February 16, 2004 by

Robert Harth


Categories: Musicians

rbruce.jpgWhen Robert Harth arrived in New York City on Sept. 8, 2001, he never expected his first decision as the new executive and artistic director of Carnegie Hall would be to plan a concert of remembrance. But then terrorists attacked America on Sept. 11, and former Carnegie Hall president and famed violinist Isaac Stern died.
After having metal detectors installed in the hall’s front entrance, Harth gave a musical voice to the city’s grief, then led America’s premier classical music venue into an adventurous era. He spearheaded an eclectic blend of programming at the new 644-seat Judy and Arthur Zankel Hall, adding jazz and rock bands and new classical compositions to the schedule. He also launched the Weill Music Institute, an ambitious music education program.
The son of conductor-violinist Sidney Harth and violinist Teresa Testa Harth, Robert was a trained violinist, flutist and composer who spent his youth playing guitar in the Indian Band, a folk/rock group. The Kentucky native graduated from Northwestern University with a bachelor’s degree in English literature, and was only 19 when he became the production manager of the Chicago Symphony’s 1975 summer series.
For the next 10 years, Harth served as vice president and general manager of the Los Angeles Philharmonic, where he was also responsible for the management of the Hollywood Bowl. Before moving to New York, he was president and CEO of the Aspen Music Festival and School in Colorado.
Harth died on Jan. 30 from a heart attack. He was 47.

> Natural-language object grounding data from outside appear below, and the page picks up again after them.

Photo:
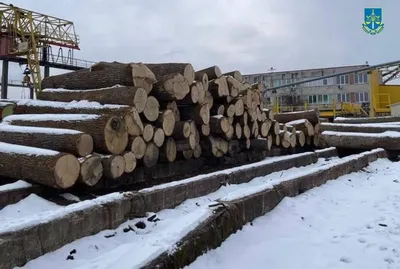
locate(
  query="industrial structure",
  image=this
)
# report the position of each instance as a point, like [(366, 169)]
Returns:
[(359, 90), (27, 37)]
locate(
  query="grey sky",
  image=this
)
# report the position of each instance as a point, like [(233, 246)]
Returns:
[(248, 35)]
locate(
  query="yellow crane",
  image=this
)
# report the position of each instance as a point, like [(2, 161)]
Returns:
[(24, 32)]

3 Responses to Robert Harth

  1. Jeremy Geffen

    Dear Robert;
    You have meant more to me than any human being I’ve ever meant. You were my best friend, my older brother, my mentor, and you played so many other roles as well. While life with you was always exciting it now feels painted in shades of gray and it just feels that such a huge part of me died with you. I will never forget the feeling of warmth, love, and humor that I got in your company and the interest you genuinely showed in everyone you ever met. I know that you are with me but I so wish to hear your voice and your laugh, and to feel your embrace. Yesterday would have been your 48th birthday and I think back to the dinner we had to celebrate your 47th. How odd that that was just a year ago. I will miss you forever.

  2. D

    Dear Robert-
    It seems so strange to me that I am even making this entry to someone who a barely knew. There is a picture of us together from a long time ago. I was probably 6 years years old and you must have been in your mid-twenties. I was feeding pidgeons at the Hollywood Bowl and you were smiling at me. My childhood is filled with memories of the LA Philharmonic and the Hollywood Bowl and I remember a wonderful, warm person who always made those around him feel important and special. And I remember being sad when you left to bigger and better things. The kindness and integrity you bestowed on everyone you encountered was recognizable even by the youngest and smallest of us. As I get older, I understand what passion and strength you must have had to become what you did and I only wish I could have spoken to you as an adult. Good mentors are terribly hard to find.